DAVID: […] I maintain we are His primary goal. Our exceptionalism cannot be explained any other way, or that exceptionalism must be denied.

dhw: I have always emphasized that he could dabble if he wanted to. One of my proposals was that the idea for humans came into his mind late on in life’s history. Or I have even conceded that from the start he did want to create a being with thought patterns, emotions and other attributes similar to his - though you keep trying to wriggle out of your own use of these terms - and all the other designs were part of a great experiment as he looked for ways of creating such a being.

DAVID: Again you have humanized God as wandering in the wilderness of His uncertain mind, not knowing how to go forward. I view God as specifically knowing exactly what to do according to His plan which never changed from the beginning.

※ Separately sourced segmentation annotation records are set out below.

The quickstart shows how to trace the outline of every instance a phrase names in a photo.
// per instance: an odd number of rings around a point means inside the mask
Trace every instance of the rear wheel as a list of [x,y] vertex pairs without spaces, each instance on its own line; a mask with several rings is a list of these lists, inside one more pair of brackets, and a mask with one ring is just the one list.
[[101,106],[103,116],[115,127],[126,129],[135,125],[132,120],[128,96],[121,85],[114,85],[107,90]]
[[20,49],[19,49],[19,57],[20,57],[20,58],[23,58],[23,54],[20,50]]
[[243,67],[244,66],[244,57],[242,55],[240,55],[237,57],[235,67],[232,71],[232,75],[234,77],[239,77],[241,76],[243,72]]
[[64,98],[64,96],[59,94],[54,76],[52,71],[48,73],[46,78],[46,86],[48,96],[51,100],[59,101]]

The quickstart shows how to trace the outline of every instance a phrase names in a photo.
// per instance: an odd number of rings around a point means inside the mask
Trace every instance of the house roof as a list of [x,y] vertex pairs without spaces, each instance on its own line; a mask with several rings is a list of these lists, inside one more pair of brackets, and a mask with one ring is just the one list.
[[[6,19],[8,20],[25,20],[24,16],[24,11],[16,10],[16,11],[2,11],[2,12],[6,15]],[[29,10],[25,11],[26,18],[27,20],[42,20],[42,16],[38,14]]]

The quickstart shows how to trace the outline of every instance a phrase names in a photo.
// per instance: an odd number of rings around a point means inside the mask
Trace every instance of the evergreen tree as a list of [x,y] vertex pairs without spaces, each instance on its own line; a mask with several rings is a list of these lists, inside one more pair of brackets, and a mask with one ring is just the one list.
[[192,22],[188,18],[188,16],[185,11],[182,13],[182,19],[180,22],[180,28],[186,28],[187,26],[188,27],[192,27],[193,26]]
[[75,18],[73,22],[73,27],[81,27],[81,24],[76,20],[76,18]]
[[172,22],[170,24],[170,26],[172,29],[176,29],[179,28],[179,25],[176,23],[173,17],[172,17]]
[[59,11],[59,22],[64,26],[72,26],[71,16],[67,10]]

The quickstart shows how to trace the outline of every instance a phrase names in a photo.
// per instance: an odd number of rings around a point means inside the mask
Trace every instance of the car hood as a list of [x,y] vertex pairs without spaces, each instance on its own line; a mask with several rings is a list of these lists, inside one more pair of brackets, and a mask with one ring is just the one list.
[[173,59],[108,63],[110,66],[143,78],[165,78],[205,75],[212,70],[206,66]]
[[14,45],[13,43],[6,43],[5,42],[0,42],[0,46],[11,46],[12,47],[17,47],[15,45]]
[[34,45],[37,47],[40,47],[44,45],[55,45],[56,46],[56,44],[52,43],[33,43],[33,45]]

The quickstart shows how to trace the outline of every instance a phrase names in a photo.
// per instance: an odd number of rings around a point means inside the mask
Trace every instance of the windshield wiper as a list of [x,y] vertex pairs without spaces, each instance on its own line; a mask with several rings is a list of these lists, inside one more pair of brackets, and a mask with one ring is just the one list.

I don’t know why you think experimentation or new ideas mean wandering in the wilderness of an uncertain mind. You make it sound as if our inventors and experimental scientists and novelists and artists are all raving lunatics with no idea what they’re doing. You needn’t repeat your own view, which inevitably leads to the next exchange:

dhw: But you insist – inexplicably – that in order to specially design humans he had first to specially design millions of life forms, strategies, lifestyles, econiches etc., 99% of which had no connection with humans.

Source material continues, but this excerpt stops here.